Hi there, if you missed part 1 where I dove into SQL insights, check it out here.
In part 2 it’s all about Python and digging deep to pull insights.
Purpose: Prepare and clean the dataset for deeper analysis and visualization, then explore what makes a hit song across platforms like Spotify, Apple, and Shazam.
Key Tasks:
• Handle missing values and normalize column names
• Convert columns to correct datatypes
• Engineer new features such as release_date
• Explore relationships between features(e.g., valence, danceability, energy) and the number of streams.
Skills & Tools
Pandas, NumPy, Matplotlib/Seaborn, feature engineering, data wrangling, exploratory data analysis
At first glance there are several columns, artists, and tracks. I noticed there are charts for Spotify, Apple, etc. so I want to better understand what makes these hits.
Data Cleaning & Preparation
import pandas as pd
spotify = pd.read_csv(“spotify-2023.csv”, encoding=”ISO-8859-1″)
spotify
First goal is to take a look at the dataset and see what pops out. The various playlists for Spotify, Apple, and others stands out. Also, take a look at the track names, artists, and release years. I wonder if danceability, energy, and other features have an impact on whether or not a song is in the playlist?
Let’s dive deeper!

Using the describe method for mean, max, min, standard deviation, etc.
spotify.describe()

standard describe summary
summary = spotify.describe().T # Transpose so columns are rows
helps spot outliers early on. More readability for count, mean, min, etc.
Adding extra info: range (max – min)
summary[‘range’] = summary[‘max’] – summary[‘min’]
summary

Identify null values
spotify.isnull().sum()

If there are missing values, I’m changing it to 0 meaning it doesn’t show up in the chart.
spotify[‘in_shazam_charts’] = spotify[‘in_shazam_charts’].fillna(0)
Checking the values of the key column before changing the missing values
spotify[‘key’].unique()
array(['B', 'C#', 'F', 'A', 'D', 'F#', nan, 'G#', 'G', 'E', 'A#', 'D#'],
dtype=object)
Verifying that missing values are gone
spotify['key'].unique()
array(['B', 'C#', 'F', 'A', 'D', 'F#', 'G#', 'G', 'E', 'A#', 'D#'],
dtype=object)
Checking the data types. If I were doing machine learning, I'd convert the features used to numerical values.

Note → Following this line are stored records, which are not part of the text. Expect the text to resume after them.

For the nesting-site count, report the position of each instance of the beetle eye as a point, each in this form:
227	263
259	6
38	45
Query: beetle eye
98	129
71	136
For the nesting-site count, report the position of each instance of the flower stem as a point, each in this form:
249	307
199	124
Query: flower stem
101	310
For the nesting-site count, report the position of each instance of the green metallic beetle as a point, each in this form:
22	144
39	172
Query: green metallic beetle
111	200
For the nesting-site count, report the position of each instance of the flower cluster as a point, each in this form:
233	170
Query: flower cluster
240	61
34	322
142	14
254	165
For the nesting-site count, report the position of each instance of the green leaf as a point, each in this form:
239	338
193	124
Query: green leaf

Combining year, month, and day into one data time column.
spotify[‘release_date’] = pd.to_datetime(spotify.rename(columns={‘released_year’: ‘year’, ‘released_month’: ‘month’, ‘released_day’: ‘day’})[[‘year’, ‘month’, ‘day’]])
spotify.dtypes

spotify[‘streams’] = pd.to_numeric(spotify[‘streams’], errors=’coerce’)
Checking the unique values in the mode column
spotify[‘mode’].unique()
array(['Major', 'Minor'], dtype=object)
spotify['in_deezer_playlists'] = spotify['in_deezer_playlists'].str.replace(',', '', regex=True).astype(int)
spotify['in_shazam_charts'] = spotify['in_shazam_charts'].str.replace(',', '', regex=True)
# filling missing values with 0
spotify['in_shazam_charts'] = spotify['in_shazam_charts'].fillna('0').astype(int)
For readability I'm changing the column name from artist(s)_name to artist_name.
spotify = spotify.rename(columns={'artist(s)_name': 'artist_name'})
spotify['artist_name']

It’s important to check the dataset throughout to ensure accuracy.
I then checked for any duplicates, there are none.
spotify.duplicated().sum()
0
I then checked the spelling of the artists’ names.
spotify[‘artist_name’].head(10)
Exploratory Data Analysis
After some data cleaning it’s time for exploratory data analysis to check for correlations and strong features.
import matplotlib.pyplot as plt
Plot histogram
spotify[‘streams’].plot(kind=’hist’, bins=20)
plt.title(‘Distribution of Song Streams’)
plt.xlabel(‘Number of Streams’)
plt.ylabel(‘Count of Songs’)
plt.show()
Notice how it’s right skewed. This means that the mean is greater than the median.

Plot histogram
spotify[‘energy_%’].plot(kind=’hist’, bins=20)
plt.title(‘Energy Level of the Song’)
plt.xlabel(‘Energy Level’)
plt.ylabel(‘Count of Songs’)
plt.show()
Some skew to the left. The mean is less than the median.

Plot histogram
spotify[‘danceability_%’].plot(kind=’hist’, bins=20)
plt.title(‘Danceability of the Song’)
plt.xlabel(‘Danceability Level’)
plt.ylabel(‘Count of Songs’)
plt.show()
Danceability is more evenly spread across tracks.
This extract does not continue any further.